Nostalgia may have a part to play, but Invasion and Ro-Busters feel a lot more 'human' (for want of a better word) than a lot of Mills' later work. The points he was making even then don't seem to get in way of the stories and the characters.

+++Another possibility is that the Warriors have spent some much time mucking about in the time wastes and time tunnels, and getting contaminated with Chaos, that they flick between times and dimensions and are now effectively out of continuity. That probably saves us all a lot of hassle, and kinda makes sense too!

"...this stretches fanwankery too much even for me, unless Pat uses it as an excuse in ABCs of course."

I don't think it stetches fanwankery to much - it takes events that happened in the strips and uses them to legitimise the confusing out-of-continuity elements. Since it technically prevents me complaining about continuity errors I see it more as a compromise.

Regards

Robin
#1723
Prog / Re: Prog 1520 : KILLER QUEEN.........
26 January, 2007, 02:43:48 AM
"The Deadlock series was post-Torquemada, with Purity as President, I'd always thought that the return to Mars followed that.

I could have sworn Torquemada/Terra got a passing mention at some point."

It's as good an idea as anything else. It doesn't quite feel right for me personally, but that's neither here nor there.

Regards

Robin
#1724
Prog / Re: Prog 1520 : KILLER QUEEN.........
26 January, 2007, 02:41:15 AM
"TBH I'm not usre how well Brit Cit works with any of the Strontium Dog back story.

And the far futures of the Millsiverse and Durham Red are kind of incompatible..."

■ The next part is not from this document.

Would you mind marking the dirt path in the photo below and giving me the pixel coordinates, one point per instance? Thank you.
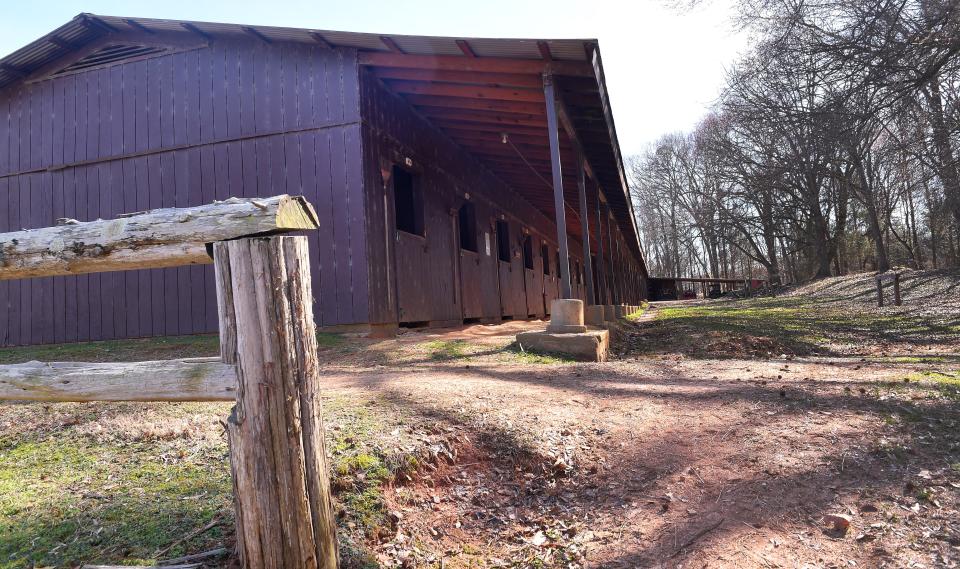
(722, 434)
(670, 461)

The Great War that begins Strontium Dog takes place in 2150, just about the only reliable date in SD. So, firstly there's slack in the timeline for the Brit-Cit Judge system to weaken and the Great War of 2150 does it in for good.

From what we've seen, the Brit-Cit justice systems somewhat weak and riddled with corruption and nepotism, so it's not too great a leap to see it vanish.

As for Abnett's Durham Red, again it has nothing to do with the original series or character in the slighest. It's worse than Mills' efforts when it comes to respect for original stories. Best ignored in my less than humble opinion.

Regards

Robin
#1725
Prog / Re: Prog 1520 : KILLER QUEEN.........
25 January, 2007, 04:39:36 AM
"...also how would we square Pat Mill's current ABC Warrior's continuity post Torquemada. When does the Shadow Warriors story take place?"

This remains something of a mystery. The easiest approach is to ignore everything written after the Black Hole Mission - they're just meaningless stories with no context. This is certainly a good idea when it comes to the Kev Walker stuff.

The more recent stories set on Mars are more interesting, so I'm tempted to fit them somewhere. However, there's no context given for them, so frankly we can slot them anywhere we want. They could be in a post-Torquemada/Nemesis ear, or they could be almost anywhere in the thousands of years before people on earth move underground.

Another possibility is that the Warriors have spent some much time mucking about in the time wastes and time tunnels, and getting contaminated with Chaos, that they flick between times and dimensions and are now effectively out of continuity. That probably saves us all a lot of hassle, and kinda makes sense too!